Dalam rangka menjaring pendapat skala besar berkaitan pemanfaatan limbah Pupuk Indonesia, maka ITS Surabaya melaksanakan Forum Group Discussion (FGD) secara online pada tanggal 25 November 2021 lalu. Hasil dari FGD tersebut menunjukkan perlunya keterlibatan seluruh elemen (akademisi, bisnis dan pemerintah) untuk pemanfaatan limbah industri pupuk. Limbah industri pupuk memiliki potensi pemanfaatan yang besar. Seharusnya sektor bisnis dapat diberi kesempatan untuk melakukan kerjasama pemanfaatannya. Namun hal ini masih bersifat terbatas karena implementasi regulasi yang masih mengikat dan kurangnya penyebaran informasi.

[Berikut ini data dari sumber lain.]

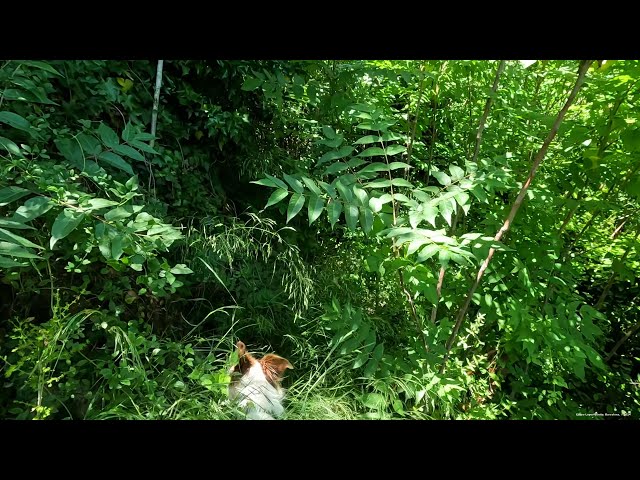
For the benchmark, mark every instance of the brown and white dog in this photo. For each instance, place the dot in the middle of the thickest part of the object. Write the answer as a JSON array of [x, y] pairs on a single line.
[[255, 384]]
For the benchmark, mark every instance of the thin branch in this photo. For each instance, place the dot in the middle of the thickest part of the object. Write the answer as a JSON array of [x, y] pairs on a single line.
[[584, 66], [487, 107], [415, 119], [156, 101]]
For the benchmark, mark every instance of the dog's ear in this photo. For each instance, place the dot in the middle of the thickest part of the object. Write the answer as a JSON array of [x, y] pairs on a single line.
[[244, 359]]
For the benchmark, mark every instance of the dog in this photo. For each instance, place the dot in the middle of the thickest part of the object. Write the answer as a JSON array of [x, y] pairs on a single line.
[[255, 384]]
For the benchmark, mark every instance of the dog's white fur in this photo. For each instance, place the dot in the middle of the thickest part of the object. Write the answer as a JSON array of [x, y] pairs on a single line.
[[257, 391], [256, 396]]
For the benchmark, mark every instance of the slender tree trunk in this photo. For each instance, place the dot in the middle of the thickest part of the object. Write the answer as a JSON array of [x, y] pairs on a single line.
[[156, 101], [416, 115], [584, 66], [487, 107], [434, 309], [483, 119]]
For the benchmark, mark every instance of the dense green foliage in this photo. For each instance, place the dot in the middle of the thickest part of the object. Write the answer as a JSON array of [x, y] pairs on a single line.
[[337, 212]]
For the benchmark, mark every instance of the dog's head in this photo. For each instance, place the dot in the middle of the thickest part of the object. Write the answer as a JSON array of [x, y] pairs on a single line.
[[273, 366]]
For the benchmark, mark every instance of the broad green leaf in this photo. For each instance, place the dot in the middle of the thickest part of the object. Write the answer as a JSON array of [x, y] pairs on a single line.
[[108, 136], [345, 192], [479, 193], [431, 293], [395, 149], [446, 210], [377, 352], [366, 219], [429, 213], [127, 151], [42, 66], [428, 252], [334, 209], [277, 181], [631, 139], [90, 144], [251, 84], [8, 263], [372, 152], [311, 185], [316, 204], [401, 182], [98, 203], [71, 149], [368, 139], [9, 146], [328, 188], [181, 269], [116, 161], [295, 183], [144, 137], [444, 256], [351, 215], [276, 197], [414, 218], [64, 224], [13, 250], [462, 198], [391, 137], [371, 368], [374, 167], [118, 213], [333, 143], [329, 132], [17, 239], [127, 133], [376, 204], [335, 155], [14, 120], [295, 205], [397, 165], [456, 173], [143, 146], [14, 225], [415, 244], [11, 194], [361, 195], [442, 177], [361, 359], [265, 181], [32, 208], [379, 184], [355, 162], [335, 168], [116, 247]]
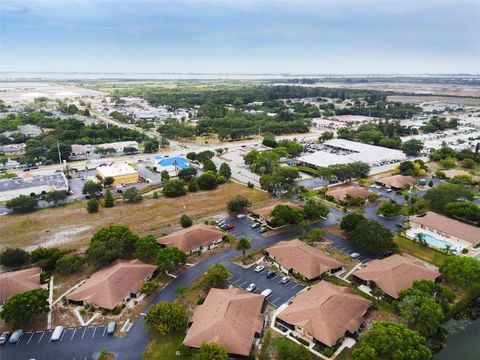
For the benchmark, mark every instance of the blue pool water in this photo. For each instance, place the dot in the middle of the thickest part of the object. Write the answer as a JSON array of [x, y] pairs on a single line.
[[182, 163], [439, 244]]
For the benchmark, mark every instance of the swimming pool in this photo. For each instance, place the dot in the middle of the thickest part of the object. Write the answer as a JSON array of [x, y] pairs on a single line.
[[439, 244], [181, 163]]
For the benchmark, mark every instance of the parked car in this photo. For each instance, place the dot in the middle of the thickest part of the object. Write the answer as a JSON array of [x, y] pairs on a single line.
[[259, 268], [270, 274], [57, 333], [16, 336], [4, 337], [111, 327], [267, 292]]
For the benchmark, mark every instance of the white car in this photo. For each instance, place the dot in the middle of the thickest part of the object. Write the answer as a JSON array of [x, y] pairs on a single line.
[[259, 268], [267, 292]]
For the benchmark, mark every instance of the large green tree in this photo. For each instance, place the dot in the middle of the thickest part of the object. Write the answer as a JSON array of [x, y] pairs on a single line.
[[166, 318], [24, 306], [390, 341]]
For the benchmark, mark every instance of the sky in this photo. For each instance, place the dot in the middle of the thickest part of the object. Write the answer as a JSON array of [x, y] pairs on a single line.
[[240, 36]]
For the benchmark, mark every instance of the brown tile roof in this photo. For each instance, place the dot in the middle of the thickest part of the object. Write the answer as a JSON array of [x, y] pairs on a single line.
[[395, 273], [265, 211], [304, 259], [228, 317], [450, 227], [326, 312], [192, 237], [341, 193], [109, 286], [397, 181], [16, 281]]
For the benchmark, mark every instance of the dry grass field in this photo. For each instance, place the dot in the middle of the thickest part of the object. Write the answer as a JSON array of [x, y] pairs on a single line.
[[72, 226]]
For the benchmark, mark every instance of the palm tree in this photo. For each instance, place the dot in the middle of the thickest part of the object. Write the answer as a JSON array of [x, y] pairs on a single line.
[[243, 245]]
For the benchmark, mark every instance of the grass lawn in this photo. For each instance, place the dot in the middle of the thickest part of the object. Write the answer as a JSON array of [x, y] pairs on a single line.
[[71, 225], [424, 253], [164, 347]]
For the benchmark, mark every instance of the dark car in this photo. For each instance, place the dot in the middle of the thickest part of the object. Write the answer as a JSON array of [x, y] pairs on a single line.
[[270, 274]]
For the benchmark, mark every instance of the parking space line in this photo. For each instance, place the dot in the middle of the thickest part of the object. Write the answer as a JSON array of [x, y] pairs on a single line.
[[30, 338], [43, 333]]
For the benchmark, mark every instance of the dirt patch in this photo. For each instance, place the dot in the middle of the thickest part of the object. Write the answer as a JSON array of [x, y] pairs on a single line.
[[72, 226]]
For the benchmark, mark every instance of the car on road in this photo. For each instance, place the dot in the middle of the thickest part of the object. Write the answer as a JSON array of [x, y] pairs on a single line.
[[259, 268], [16, 336], [267, 292], [57, 333], [111, 327], [4, 337], [270, 274]]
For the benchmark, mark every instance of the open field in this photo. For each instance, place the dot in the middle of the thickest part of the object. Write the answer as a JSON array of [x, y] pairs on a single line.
[[423, 253], [71, 225]]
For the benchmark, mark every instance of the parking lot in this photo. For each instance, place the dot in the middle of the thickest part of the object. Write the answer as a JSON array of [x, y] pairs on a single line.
[[77, 334], [281, 293]]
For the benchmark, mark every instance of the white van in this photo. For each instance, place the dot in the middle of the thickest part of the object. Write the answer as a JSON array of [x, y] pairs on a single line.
[[57, 333]]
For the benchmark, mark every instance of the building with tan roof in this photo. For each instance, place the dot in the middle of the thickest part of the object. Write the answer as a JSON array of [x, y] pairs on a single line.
[[17, 281], [452, 229], [395, 273], [264, 214], [230, 317], [113, 285], [295, 256], [324, 314], [198, 237], [342, 193], [396, 182]]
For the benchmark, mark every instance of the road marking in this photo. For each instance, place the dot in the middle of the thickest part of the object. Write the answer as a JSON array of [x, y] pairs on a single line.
[[63, 334], [43, 333]]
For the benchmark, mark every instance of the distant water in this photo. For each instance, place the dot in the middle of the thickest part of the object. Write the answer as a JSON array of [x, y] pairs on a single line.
[[464, 344]]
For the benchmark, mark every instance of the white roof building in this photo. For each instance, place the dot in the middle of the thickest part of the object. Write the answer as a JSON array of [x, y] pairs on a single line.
[[340, 151]]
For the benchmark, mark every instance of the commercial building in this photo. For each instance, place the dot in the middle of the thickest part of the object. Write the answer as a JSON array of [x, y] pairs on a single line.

Perlu diketahui bahwa limbah industri pupuk ini dapat dimanfaatkan karena produk yang dihasilkan telah memenuhi Standar Nasional Indonesia. Selain itu, hasil dari FGD ini juga merumuskan bahwa perlunya deregulasi terkait limbah FABA melihat dari segi teknologi, suhu pembakaran, serta bahan bakunya. Harapannya pengelolaan limbah B3 (khususnya timbunan limbah FABA, gypsum dan kapur) dapat dimanfaatkan semaksimal mungkin, sehingga menjadi bernilai. Akumulasi nilai inilah yang nantinya akan berperan signifikan dalam pencapaian industri hijau melalui konsep Circular Economy. Maka dari itu, Insitut Teknologi Sepuluh Nopember (ITS) Surabaya mengusulkan rekomendasi kebijakan untuk mendorong pemanfaatan limbah industri pupuk yang lebih masif, khususnya FABA, gypsum dan kapur.

Artikel atau berita di atas tidak berkaitan dengan situasi apapun, diharapkan bijak dalam mempercayai atau memilih bacaan yang tepat. Terimakasih kepada mbah semar99 atas supportnya.